We often hear the old catch cry when things are not going to plan or individual expectations are not met ‘We need some leadership around here’. My retort is always ‘Tell me, what is it you want this thing called leadership to do?’ It makes for a clearer understanding of leadership expectations and assists in clarifying goals and objectives, expected outcomes and what needs to be achieved through leadership in the given situation or context.
Axiom 2: Context is Critical.
Context is critical to leadership. It is the landscape creating a vast array of environmental influences. Each organisation or role exists in its own unique context and requires different capabilities to deliver an effective leadership outcome. Major cultural change, expansive growth opportunities, global presence compared to a local presence and demographic differences or skill deficiencies are just some examples of different organisational contexts requiring the application of different leadership capabilities.
Axiom 3: The application of capabilities is fundamental to leadership effectiveness.
Leadership as an activity demands outcomes. Delivering those outcomes will be dependent upon the application of particular capabilities. Capabilities are best categorised and identified under six elements of leadership – character, personal capability, interpersonal skills, leading change, focus on results and intellect. By way of example, capabilities residing in the element of character may include trust, integrity, doing what one says he/she will do, treating everyone the same and following through on promises and commitments.
Axiom 4: The interdependency between role intent, performance outcomes and context will determine required leadership capabilities.
If clarity exists on the intent of the role (purpose), performance outcomes (deliverables) and the context in which the role resides, then we are able to determine the leadership capabilities required to deliver the performance outcomes to achieve the intent of the role in the context in which it resides.

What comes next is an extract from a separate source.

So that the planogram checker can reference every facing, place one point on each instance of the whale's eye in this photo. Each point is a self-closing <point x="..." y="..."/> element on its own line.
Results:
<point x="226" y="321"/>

Axiom 5: Having a leadership philosophy endorses an individual’s leadership brand.
A leadership philosophy is an important determinant of an individual’s leadership brand (personal brand), which is how they want to be seen, as well as how they are going to act as a leader. If an individual wants to be seen as a leader for being strategic, championing change, and focused on results, then the articulation of the brand must be translated into action.
Axiom 6: To act like a leader one must think like a leader.
Effective leaders have the capacity to apply leadership thinking – the way a person thinks when applying themselves in a leadership situation. Leaders who do this well have the capacity to resolve wicked problems. A wicked problem is generally something that has not been encountered before and requires the application of such capabilities as sound judgment, problem solving, decision making, logic, strategy, negotiation and intuition
Axiom 7: Practising leadership ensures mastery.
As in all fields of endeavour, the key to effective leadership is practice. A measure of a leader’s effectiveness is the extent to which he or she achieves desired outcomes. Elite golfers play golf 20% of the time; they practice golf 80% of the time.
Of each of the axioms, context is particularly crucial to leadership because it denotes the landscape and terrain for a leader to manoeuvre. The context in which leadership is enacted further provides the stage and setting for the outcomes to be derived.
These Seven Axioms of Leadership continue to guide me when I am recruiting, selecting and coaching individuals for leadership roles. Knowing where an organisation is going means understanding what its leadership needs to do to achieve the outcomes required.
What’s your experience of leadership? Which one of these axioms resonates most strongly with you?